Researchers announced the discovery Wednesday of a pyramid 10 meters tall (33 feet) inside two other structures that make up the pyramid also known as El Castillo, or the Castle.
Earlier excavations in the 1930s had already revealed one structure inside the pyramid containing a red jaguar throne studded with jade.
Chichen Itza was founded about the sixth century, presumably by the Maya peoples of the Yucatán Peninsula. There is evidence of a 10th-century invasion by foreigners, probably Mayan speakers strongly influenced by the Toltec of central Mexico.
The invaders were responsible for the construction of El Castillo, which rises 24 meters (79 feet) high. It is constructed on top of a body of water known as a cenote, formed by a sinkhole in limestone formations.
A legendary tradition at Chichen Itza was the cult of the cenote involving human sacrifice to the rain god.

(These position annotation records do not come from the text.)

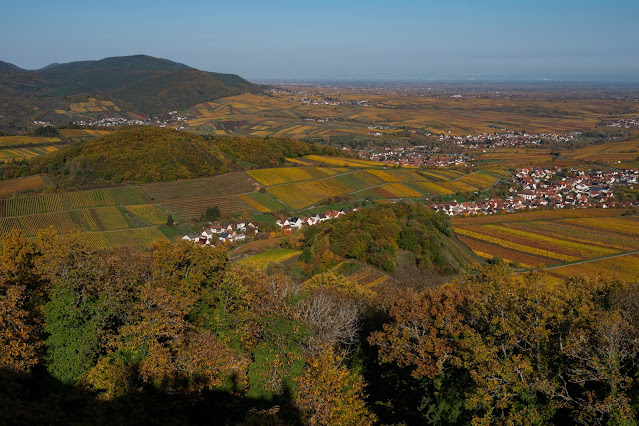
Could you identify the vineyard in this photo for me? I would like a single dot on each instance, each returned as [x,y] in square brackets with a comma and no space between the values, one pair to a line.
[149,213]
[279,175]
[132,238]
[623,267]
[17,141]
[221,185]
[13,186]
[25,153]
[261,261]
[195,207]
[344,162]
[550,237]
[262,202]
[305,194]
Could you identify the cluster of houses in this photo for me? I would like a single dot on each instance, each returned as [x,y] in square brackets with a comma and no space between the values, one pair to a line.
[292,223]
[543,188]
[512,139]
[225,234]
[413,156]
[168,119]
[628,123]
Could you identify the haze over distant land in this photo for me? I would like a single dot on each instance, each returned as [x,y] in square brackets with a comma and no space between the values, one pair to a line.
[566,40]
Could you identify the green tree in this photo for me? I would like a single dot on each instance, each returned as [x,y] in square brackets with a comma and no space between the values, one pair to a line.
[212,213]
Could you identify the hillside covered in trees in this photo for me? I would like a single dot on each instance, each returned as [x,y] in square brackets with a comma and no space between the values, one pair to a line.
[375,236]
[139,84]
[154,154]
[270,151]
[181,334]
[139,154]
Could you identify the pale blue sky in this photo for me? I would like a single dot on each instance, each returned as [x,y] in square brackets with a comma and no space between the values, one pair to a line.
[592,40]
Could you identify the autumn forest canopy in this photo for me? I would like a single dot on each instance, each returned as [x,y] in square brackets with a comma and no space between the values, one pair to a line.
[179,332]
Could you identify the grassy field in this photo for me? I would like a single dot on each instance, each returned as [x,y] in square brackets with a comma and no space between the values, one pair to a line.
[282,115]
[607,152]
[14,186]
[261,261]
[25,153]
[392,184]
[550,237]
[19,141]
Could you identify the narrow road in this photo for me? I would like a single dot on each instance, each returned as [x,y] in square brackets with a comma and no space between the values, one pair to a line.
[580,262]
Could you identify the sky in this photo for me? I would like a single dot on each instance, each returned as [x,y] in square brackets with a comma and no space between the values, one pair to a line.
[371,39]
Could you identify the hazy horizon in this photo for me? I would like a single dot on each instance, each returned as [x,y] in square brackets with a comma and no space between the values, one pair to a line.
[286,41]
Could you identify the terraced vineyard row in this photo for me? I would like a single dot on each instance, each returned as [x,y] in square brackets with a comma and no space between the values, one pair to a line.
[29,183]
[550,237]
[377,183]
[194,207]
[86,220]
[132,238]
[25,206]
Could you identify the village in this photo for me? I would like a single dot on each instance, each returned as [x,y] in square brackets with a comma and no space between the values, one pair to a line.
[627,123]
[170,118]
[510,139]
[418,156]
[237,232]
[555,188]
[532,188]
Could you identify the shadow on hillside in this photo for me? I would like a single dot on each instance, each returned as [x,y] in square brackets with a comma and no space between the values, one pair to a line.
[41,399]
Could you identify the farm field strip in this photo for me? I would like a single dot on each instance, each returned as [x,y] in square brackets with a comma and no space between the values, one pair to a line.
[61,221]
[540,215]
[559,237]
[280,175]
[221,185]
[139,238]
[149,213]
[262,202]
[191,207]
[110,218]
[524,259]
[565,231]
[305,194]
[516,246]
[398,190]
[623,266]
[261,261]
[21,184]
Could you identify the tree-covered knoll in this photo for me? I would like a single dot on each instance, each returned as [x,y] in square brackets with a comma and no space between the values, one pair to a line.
[180,334]
[375,235]
[270,151]
[138,154]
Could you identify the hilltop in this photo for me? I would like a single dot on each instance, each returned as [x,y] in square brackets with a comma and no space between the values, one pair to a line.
[142,85]
[5,66]
[139,154]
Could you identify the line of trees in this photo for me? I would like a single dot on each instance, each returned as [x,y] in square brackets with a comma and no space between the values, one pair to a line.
[180,333]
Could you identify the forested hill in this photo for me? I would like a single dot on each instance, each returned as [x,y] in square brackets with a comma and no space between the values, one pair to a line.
[376,235]
[138,154]
[270,151]
[155,154]
[140,84]
[5,66]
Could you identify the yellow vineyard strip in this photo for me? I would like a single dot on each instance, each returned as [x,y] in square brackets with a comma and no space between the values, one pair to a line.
[401,191]
[150,213]
[588,249]
[279,175]
[514,246]
[253,203]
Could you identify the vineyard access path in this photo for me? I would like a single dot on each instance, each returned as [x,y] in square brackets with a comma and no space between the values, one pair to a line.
[579,262]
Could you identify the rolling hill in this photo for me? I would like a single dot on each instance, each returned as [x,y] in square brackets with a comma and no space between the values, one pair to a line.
[5,66]
[137,84]
[138,154]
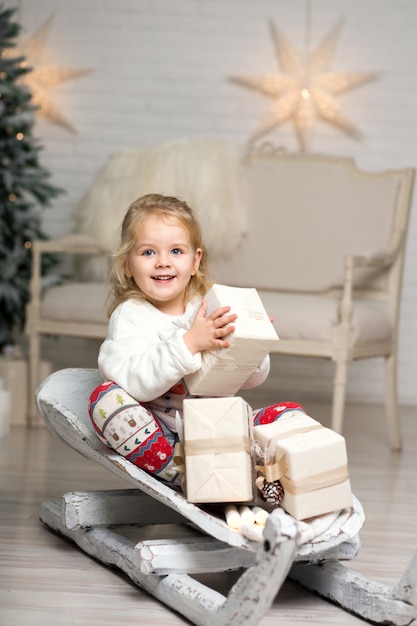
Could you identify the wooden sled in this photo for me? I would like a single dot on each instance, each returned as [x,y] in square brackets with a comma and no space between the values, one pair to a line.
[100,522]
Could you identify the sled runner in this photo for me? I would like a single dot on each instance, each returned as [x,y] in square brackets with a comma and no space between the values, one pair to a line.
[198,541]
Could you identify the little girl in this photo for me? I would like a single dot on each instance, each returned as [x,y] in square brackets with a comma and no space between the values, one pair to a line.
[158,329]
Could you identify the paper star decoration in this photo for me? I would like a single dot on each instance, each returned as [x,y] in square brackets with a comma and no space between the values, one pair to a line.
[304,90]
[42,78]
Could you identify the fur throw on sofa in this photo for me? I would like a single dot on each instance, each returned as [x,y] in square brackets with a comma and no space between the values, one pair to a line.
[203,172]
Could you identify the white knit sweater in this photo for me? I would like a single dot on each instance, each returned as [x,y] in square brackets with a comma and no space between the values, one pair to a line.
[145,354]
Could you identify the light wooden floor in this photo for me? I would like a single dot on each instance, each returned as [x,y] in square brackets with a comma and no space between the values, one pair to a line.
[45,579]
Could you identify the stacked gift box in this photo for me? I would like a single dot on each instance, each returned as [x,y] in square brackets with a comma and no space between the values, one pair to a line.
[309,460]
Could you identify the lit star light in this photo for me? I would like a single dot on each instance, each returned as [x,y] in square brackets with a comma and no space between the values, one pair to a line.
[43,77]
[305,90]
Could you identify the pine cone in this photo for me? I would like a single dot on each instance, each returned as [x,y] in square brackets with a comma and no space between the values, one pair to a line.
[272,492]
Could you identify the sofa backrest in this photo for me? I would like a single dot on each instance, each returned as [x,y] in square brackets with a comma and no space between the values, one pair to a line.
[305,214]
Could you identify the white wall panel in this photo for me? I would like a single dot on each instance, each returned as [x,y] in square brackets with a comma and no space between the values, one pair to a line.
[160,71]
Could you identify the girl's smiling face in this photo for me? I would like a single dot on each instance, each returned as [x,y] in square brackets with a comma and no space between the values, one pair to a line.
[162,262]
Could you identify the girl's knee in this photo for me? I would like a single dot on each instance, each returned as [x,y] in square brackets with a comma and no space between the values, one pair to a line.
[131,429]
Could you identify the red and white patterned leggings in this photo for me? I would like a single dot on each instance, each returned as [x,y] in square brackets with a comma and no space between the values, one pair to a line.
[130,428]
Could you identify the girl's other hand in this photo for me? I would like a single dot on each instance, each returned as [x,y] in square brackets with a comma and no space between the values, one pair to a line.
[211,332]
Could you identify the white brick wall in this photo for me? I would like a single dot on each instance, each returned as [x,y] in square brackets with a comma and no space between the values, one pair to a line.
[160,73]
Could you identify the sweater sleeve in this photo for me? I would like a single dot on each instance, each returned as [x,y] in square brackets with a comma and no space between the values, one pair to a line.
[136,358]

New tomography undertaken by researchers found another pyramid deep inside the Kukulkan pyramid.
Using a noninvasive imaging technique, researchers were able to look inside and discover a second substructure below the first one.
A ramp was observed -- most likely a small stairway -- and the probable existence of a religious altar.
"The structure that we have found, the new structure, is not completely in the center of the Kukulkan pyramid. It is in the direction where the cenote is," said Rene Chavez Segura, a scientist at the National Autonomous University of Mexico, or UNAM.
"This could either confirm or hypothesize that the Mayans when they built this structure that they knew of the existence of this cenote."